Il est des histoires qui, à elles seules, révèlent les rouages d’un système. Celle d’Adem Rezgui, jeune Tunisien de 21 ans, condamné à 30 ans de prison au lieu de son frère décédé, est une allégorie du naufrage judiciaire que traverse aujourd’hui la Tunisie. Une affaire injuste, absurde, cruelle – mais loin d’être isolée.
Les faits remontent à 2022. Son frère, Mohamed, était poursuivi pour l’agression d’une personne. Recherché par la justice, il réussit à quitter le pays. Adem est alors pris en otage – il n’y a pas d’autre mot – pour contraindre Mohamed à se rendre. Puis condamné, à sa place, à 30 ans de prison ferme.
Mohamed est décédé en Allemagne où il s’était réfugié. Son corps a été rapatrié en Tunisie et son identité formellement confirmée par les autorités. Pourtant, Adem demeure derrière les barreaux. Non parce qu’il est coupable, mais parce que libérer un innocent reviendrait à reconnaître une faute d’une extrême gravité. Plutôt que de réparer, l’État falsifie : il modifie les charges pour maintenir en détention un homme dont l’innocence est pourtant établie.
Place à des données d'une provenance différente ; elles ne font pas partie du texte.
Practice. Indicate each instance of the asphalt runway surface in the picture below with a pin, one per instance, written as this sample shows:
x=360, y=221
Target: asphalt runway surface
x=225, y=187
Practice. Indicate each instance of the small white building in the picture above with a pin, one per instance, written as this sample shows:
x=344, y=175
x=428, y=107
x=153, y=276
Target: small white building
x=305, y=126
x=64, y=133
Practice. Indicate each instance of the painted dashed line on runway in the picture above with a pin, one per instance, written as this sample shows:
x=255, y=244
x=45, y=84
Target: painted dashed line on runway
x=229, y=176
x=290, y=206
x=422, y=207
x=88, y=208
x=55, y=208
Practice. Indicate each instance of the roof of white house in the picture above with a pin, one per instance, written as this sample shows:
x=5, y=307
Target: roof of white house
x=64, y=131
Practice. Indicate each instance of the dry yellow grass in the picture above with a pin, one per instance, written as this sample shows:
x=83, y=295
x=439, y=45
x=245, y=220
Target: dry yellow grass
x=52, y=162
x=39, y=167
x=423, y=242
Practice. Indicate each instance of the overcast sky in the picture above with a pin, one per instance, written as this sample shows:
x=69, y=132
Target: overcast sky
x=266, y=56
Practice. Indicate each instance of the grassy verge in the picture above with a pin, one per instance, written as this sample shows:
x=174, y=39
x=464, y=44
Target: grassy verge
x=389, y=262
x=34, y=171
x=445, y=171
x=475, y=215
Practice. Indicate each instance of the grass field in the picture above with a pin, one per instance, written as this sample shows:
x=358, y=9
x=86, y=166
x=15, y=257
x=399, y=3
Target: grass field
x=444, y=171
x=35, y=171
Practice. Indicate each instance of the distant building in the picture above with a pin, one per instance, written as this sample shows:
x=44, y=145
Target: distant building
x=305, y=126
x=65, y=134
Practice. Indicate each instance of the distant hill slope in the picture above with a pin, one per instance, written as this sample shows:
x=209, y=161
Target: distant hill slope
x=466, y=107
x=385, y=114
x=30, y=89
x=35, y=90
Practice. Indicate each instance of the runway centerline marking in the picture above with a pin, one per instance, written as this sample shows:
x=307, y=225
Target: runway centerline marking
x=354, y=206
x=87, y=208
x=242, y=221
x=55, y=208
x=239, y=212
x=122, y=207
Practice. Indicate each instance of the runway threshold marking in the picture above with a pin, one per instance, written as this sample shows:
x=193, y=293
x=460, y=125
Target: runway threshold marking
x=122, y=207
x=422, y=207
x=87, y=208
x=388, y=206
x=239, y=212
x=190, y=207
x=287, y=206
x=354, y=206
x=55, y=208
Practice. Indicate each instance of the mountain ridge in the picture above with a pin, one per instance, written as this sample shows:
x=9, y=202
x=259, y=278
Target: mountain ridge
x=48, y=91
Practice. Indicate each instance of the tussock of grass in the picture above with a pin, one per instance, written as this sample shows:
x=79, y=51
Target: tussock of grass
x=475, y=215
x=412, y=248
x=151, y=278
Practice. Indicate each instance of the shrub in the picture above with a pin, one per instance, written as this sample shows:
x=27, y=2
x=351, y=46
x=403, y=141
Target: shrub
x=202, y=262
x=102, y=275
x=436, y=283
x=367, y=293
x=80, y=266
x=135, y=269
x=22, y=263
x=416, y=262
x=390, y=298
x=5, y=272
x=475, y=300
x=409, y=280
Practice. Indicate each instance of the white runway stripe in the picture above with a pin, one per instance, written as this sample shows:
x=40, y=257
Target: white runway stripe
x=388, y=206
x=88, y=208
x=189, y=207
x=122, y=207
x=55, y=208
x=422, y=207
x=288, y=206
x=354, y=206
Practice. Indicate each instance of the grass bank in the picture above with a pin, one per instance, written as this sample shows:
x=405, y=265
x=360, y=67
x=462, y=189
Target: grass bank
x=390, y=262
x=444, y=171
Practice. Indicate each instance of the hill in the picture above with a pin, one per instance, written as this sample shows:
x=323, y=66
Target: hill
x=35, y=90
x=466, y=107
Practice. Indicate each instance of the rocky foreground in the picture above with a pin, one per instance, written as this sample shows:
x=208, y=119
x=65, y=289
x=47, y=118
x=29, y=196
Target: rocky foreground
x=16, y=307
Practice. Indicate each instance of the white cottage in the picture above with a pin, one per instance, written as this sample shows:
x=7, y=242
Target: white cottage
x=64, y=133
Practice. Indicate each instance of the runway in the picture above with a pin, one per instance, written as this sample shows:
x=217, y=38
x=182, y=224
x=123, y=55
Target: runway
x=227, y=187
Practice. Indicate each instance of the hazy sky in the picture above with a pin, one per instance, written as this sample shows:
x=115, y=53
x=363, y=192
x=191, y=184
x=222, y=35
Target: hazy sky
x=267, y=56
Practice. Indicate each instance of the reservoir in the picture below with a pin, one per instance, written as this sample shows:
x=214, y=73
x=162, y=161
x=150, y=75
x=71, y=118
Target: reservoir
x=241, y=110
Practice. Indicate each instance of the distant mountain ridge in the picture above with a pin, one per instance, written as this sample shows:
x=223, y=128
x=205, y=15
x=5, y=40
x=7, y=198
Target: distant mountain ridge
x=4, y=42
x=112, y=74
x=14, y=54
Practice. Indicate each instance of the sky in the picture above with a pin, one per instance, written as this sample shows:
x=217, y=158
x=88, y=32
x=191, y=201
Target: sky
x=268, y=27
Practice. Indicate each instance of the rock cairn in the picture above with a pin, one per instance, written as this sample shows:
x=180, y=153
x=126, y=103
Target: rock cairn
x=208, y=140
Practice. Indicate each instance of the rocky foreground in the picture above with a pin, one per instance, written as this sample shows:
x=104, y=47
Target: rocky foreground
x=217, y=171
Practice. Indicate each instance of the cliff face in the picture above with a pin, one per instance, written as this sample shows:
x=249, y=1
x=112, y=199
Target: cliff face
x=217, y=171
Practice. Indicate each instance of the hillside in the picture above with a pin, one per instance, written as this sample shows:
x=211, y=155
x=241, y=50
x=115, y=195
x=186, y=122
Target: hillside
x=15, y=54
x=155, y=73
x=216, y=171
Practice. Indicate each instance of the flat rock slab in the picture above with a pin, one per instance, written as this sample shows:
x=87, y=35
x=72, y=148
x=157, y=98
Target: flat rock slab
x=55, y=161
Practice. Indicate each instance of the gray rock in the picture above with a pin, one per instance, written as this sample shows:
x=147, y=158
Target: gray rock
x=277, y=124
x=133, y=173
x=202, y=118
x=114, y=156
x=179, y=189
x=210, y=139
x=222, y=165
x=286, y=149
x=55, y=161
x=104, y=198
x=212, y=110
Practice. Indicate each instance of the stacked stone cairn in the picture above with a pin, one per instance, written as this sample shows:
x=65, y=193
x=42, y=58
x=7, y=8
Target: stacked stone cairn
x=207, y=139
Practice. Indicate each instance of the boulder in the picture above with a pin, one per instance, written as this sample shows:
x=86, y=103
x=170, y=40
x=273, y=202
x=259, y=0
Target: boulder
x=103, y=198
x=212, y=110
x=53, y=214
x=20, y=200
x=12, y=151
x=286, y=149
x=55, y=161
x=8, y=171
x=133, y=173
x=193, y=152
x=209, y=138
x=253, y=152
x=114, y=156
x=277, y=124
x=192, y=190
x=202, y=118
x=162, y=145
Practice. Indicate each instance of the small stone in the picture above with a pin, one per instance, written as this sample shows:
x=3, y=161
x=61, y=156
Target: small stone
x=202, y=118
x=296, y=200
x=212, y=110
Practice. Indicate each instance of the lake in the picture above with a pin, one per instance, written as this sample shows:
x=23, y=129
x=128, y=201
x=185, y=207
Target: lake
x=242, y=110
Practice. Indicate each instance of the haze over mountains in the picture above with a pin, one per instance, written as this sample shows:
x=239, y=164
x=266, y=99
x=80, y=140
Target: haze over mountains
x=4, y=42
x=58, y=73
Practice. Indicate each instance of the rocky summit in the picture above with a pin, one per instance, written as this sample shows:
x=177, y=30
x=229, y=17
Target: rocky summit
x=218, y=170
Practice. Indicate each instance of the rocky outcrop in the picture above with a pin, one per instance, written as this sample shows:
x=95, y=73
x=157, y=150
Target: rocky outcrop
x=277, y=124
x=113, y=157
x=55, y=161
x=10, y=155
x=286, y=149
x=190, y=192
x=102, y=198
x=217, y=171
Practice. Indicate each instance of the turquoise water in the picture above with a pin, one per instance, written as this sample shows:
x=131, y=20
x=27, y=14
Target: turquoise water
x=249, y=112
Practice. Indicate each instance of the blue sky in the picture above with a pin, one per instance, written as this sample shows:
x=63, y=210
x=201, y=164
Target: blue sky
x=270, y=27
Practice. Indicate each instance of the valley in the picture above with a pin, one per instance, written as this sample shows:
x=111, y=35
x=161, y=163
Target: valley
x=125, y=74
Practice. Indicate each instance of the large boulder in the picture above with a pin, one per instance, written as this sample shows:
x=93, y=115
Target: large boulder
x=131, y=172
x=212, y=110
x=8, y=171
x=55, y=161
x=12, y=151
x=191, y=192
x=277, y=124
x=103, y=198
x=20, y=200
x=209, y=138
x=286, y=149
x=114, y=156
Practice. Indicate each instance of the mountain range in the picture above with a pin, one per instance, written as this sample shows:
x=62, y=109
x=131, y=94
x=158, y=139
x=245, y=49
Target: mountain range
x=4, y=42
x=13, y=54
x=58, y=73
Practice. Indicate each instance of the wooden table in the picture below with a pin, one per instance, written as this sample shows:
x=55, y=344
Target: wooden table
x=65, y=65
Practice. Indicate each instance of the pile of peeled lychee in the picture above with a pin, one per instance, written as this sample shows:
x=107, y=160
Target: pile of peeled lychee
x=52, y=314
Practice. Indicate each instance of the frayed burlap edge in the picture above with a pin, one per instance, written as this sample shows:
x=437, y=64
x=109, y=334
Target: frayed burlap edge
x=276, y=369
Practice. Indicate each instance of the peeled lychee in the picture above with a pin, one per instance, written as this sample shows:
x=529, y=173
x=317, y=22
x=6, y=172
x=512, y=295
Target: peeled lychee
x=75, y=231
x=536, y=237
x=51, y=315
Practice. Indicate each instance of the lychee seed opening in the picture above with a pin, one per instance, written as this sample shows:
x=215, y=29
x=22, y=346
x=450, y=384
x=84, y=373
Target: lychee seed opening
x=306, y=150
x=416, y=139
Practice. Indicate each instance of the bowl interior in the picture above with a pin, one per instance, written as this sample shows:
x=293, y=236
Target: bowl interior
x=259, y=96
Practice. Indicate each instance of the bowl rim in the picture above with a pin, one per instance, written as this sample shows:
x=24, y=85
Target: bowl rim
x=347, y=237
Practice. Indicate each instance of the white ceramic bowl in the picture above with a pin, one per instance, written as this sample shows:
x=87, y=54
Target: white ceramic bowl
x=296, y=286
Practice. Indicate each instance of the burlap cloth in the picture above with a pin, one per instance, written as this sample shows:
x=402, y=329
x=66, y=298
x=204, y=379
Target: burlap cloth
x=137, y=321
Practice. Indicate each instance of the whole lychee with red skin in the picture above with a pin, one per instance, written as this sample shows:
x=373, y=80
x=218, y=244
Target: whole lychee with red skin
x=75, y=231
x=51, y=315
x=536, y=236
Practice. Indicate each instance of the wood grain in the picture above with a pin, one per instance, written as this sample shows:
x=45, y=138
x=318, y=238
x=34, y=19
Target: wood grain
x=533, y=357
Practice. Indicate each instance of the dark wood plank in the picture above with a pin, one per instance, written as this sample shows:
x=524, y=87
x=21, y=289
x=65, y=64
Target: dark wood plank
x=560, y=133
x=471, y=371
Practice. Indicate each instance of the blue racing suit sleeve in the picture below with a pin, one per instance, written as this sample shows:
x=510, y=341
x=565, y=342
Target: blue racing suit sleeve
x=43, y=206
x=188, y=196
Cette logique glaçante fait écho à une autre affaire, plus médiatisée : le procès dit du “complot contre la sûreté de l’État”. Là aussi, des citoyen·ne·s sont détenus sans preuves, sur la base de témoignages anonymes, sans confrontation, parfois même jugés à distance, dans des procès dont les verdicts semblent écrits d’avance. Là encore, ce ne sont pas les faits qui comptent, mais la volonté politique de punir, d’intimider, de neutraliser. La justice devient un instrument de pouvoir, une scène où se rejoue inlassablement la mise au pas de toute dissidence, de toute voix dissonante.
Dans l’affaire d’Adem comme dans celle du “complot”, c’est bien la perversion complète de l’idée de justice qui est en jeu. Un système où reconnaître une erreur est perçu comme une menace, où la vérité devient un fardeau à dissimuler, où l’innocence elle-même devient suspecte.
Adem est aujourd’hui l’otage d’un État qui sacrifie ses citoyens pour préserver sa façade d’infaillibilité. Comme les détenus du “complot”, il incarne une vérité que le régime veut étouffer. Car admettre qu’on enferme à tort, c’est ouvrir la voie à l’effondrement de toute légitimité, si tant est qu’il en ait encore une.
La morale est brutale : dans la Tunisie de Kaïs Saïed, le droit ne protège plus, il écrase. Ce n’est plus la justice qui guide l’action de l’État, mais la peur de perdre le contrôle – fût-ce au prix de la dignité humaine. Adem n’est pas un cas isolé : il est le miroir de ce que devient la Tunisie, un pays où le pouvoir fabrique des coupables et détruit les innocents pour ne pas avoir à se regarder en face.